As in the case of adult patients, the clinical relevance of anti-DFS70 antibodies in pediatric patients is unknown. In the above-mentioned study with healthy Italian schoolchildren, no development of AARD among anti-DFS70 positive pediatric patients was observed during the three-year follow-up (29). Anti-DFS70 antibodies were described in pediatric patients with a range of autoimmune diseases, including localized scleroderma, juvenile dermatomyositis and uveitis (27, 28). Our study detected anti-DFS70 antibodies in a variety of autoimmune diseases, including JIA (22.4%) and cSLE (23.5%), but the frequency was lower than in ANA-positive patients without autoimmune or rheumatic disease (46.6%). This argues against a disease-specific role for this antibody. In fact, given the high prevalence of anti-DFS70 antibodies in ANA-positive healthy individuals, some authors even proposed a protective role for this antibody (18, 37, 38). This idea is supported by studies in adult SLE patients that reported lower disease activity in anti-DFS70 positive SLE patients (19, 21) and by a study in patients with dermatomyositis complicated by interstitial lung disease (including one patient with juvenile DM) where anti-DFS70 antibody levels increased upon disease remission (18). In addition, in animal experiments with lupus-prone mice improved survival rates were demonstrated after weekly infusions of anti-DFS70 antibodies, implicating anti-DFS70 antibodies as a possible therapeutic approach (39). Recently, another study indicated an association of higher vitamin D levels with the presence of anti-DFS70 antibodies (40), taking into consideration the probable connection of vitamin D deficiency and autoimmunity (41). Yet another study reported the induction of anti-DFS70 antibodies under anti-TNFα treatment (42). However, further longitudinal studies are needed to address the question about a possible protective nature of anti-DFS70 antibodies.

In contrast to other reports (27, 28), in our study cohort, we were unable to detect an increased prevalence in anti-DFS70 antibodies among pediatric patients with (idiopathic or JIA-associated) uveitis (7,7%) as compared to patients without autoimmune disease (46,6%) or as compared to those with JIA but without uveitis (23,4%). This may be due to our study's preselection on ANA-positive patients, as well as to the generally lower prevalence of antinuclear antibodies in healthy children (29, 43) and/or in JIA patients without uveitis, as compared to JIA patients with uveitis (44, 45) or CTD (46–48).

Although the data are conflicting, previous studies have suggested an association between anti-DFS70 antibodies and atopic conditions (3, 19). Our results do not support an association between the occurrence of anti-DFS70 antibodies and a history of allergic conditions.

In line with findings for adult patients (19, 35, 49), the diagnosis of AARD among patients with a positive anti-DFS70 antibody test was low (4.8%, 5/104). Furthermore, in all five AARD patients with a positive anti-DFS70 result, associated disease-specific antibodies were detected. By contrast, in our cohort, a single anti-DFS70 positivity (“monospecificity”) was found in 83% of pediatric patients without autoimmune disease. This indicates that, as with the adult population, anti-DFS70 antibodies in children with AARD are rare (19, 23). This is in accordance with Muro et al., who report that only 1 of 8 JDM patients with anti-DFS70 antibodies had no other autoantibodies (28).

Due to the low prevalence of monospecific anti-DFS70 in adult patients with AARD, several authors have suggested including tests for anti-DFS70 antibodies in the diagnostic approach for suspected AARD (24, 25, 35, 49–55). A recent systematic review and meta-analysis showed a high specificity for anti-DFS70 antibodies to exclude AARD among patients with a positive ANA-IIF (56). Our results indicate that it might be of use to apply this in pediatric settings as well. However, our study's patient numbers were too low to provide reliable predictive values on this point. For this purpose, larger studies will be needed.

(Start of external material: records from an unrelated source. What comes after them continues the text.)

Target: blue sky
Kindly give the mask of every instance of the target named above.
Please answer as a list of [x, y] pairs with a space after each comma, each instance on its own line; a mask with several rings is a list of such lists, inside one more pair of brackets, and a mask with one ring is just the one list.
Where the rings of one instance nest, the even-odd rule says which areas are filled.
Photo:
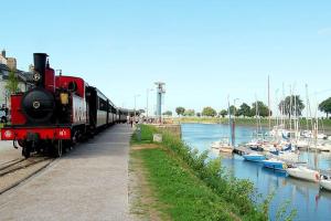
[[[290, 85], [331, 96], [329, 1], [1, 1], [0, 48], [28, 70], [33, 52], [79, 75], [118, 106], [146, 107], [166, 82], [164, 109], [226, 107], [227, 96], [275, 104]], [[317, 95], [314, 95], [317, 92]], [[150, 93], [150, 109], [156, 103]]]

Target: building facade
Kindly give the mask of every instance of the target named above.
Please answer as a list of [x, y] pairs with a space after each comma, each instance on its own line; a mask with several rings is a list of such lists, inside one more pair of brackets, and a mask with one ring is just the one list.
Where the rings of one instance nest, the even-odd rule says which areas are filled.
[[10, 92], [7, 90], [10, 72], [14, 72], [18, 77], [18, 91], [25, 92], [32, 84], [30, 83], [30, 72], [23, 72], [17, 69], [17, 60], [7, 57], [3, 50], [0, 54], [0, 107], [10, 107]]

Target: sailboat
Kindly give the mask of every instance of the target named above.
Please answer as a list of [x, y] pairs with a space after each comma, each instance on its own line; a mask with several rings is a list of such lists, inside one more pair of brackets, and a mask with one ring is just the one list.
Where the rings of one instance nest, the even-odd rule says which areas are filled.
[[320, 187], [331, 191], [331, 176], [322, 175], [320, 179]]
[[302, 179], [307, 181], [318, 182], [320, 179], [320, 172], [313, 169], [309, 169], [302, 166], [290, 166], [286, 169], [290, 177]]
[[222, 152], [233, 152], [233, 146], [229, 144], [228, 139], [223, 139], [212, 143], [211, 147], [213, 149], [218, 149]]
[[267, 159], [265, 155], [260, 155], [258, 152], [250, 152], [250, 154], [243, 155], [243, 158], [247, 161], [253, 161], [253, 162], [260, 162]]
[[285, 171], [287, 168], [286, 164], [282, 160], [276, 159], [276, 158], [270, 158], [261, 161], [264, 167], [269, 168], [269, 169], [275, 169], [279, 171]]
[[[228, 102], [228, 97], [227, 97], [227, 102]], [[232, 128], [232, 120], [231, 120], [231, 112], [229, 112], [229, 102], [228, 102], [228, 127], [229, 127], [229, 133], [231, 135], [233, 135], [233, 128]], [[223, 140], [218, 140], [218, 141], [214, 141], [211, 145], [211, 148], [213, 149], [218, 149], [220, 152], [233, 152], [234, 147], [233, 147], [233, 137], [232, 136], [232, 144], [229, 144], [229, 139], [225, 138]]]

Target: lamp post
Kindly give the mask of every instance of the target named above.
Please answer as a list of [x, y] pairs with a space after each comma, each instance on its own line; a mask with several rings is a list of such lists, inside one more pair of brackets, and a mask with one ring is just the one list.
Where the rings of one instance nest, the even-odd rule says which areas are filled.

In our study, the agreement between IIF and immunoblot for anti-DFS70 antibodies was 59%. This is in accordance with the rates reported by other surveys (30–>90%) (19, 27, 30, 33, 49, 57–59). One-third of patients with a DFS pattern in IIF did not have anti-DFS antibodies in the consecutive immunoblot. In addition, a DFS pattern in IIF was detected in only half of patients with detectable anti-DFS70 antibodies. The discrepancies between IIF and DFS-specific immunoassays might partly be the result of difficulties recognizing the DFS pattern by conventional Hep2-IIF methods. An international internet-based survey demonstrated an accuracy of only 50% in correct identification of the unmixed DFS pattern, significantly lower than other classical IIF patterns (60). Furthermore, autoantibodies other than anti-DFS70 might produce a DFS-like pattern in samples that are negative in anti-DFS specific tests. Possible antigens for these autoantibodies are cellular proteins interacting with DFS70/LEDGF in a macromolecular transcription complex like MeCP2, MLL1 or Menin (38, 61, 62). Our findings support the need for additional tests (e.g., immunoblot or ELISA) in order to confirm anti-DFS70 antibody status among pediatric patients, as has been suggested by reports showing low accuracy in the identification of anti-DFS70 antibodies by ANA-IIF-only among adults (58, 60, 63).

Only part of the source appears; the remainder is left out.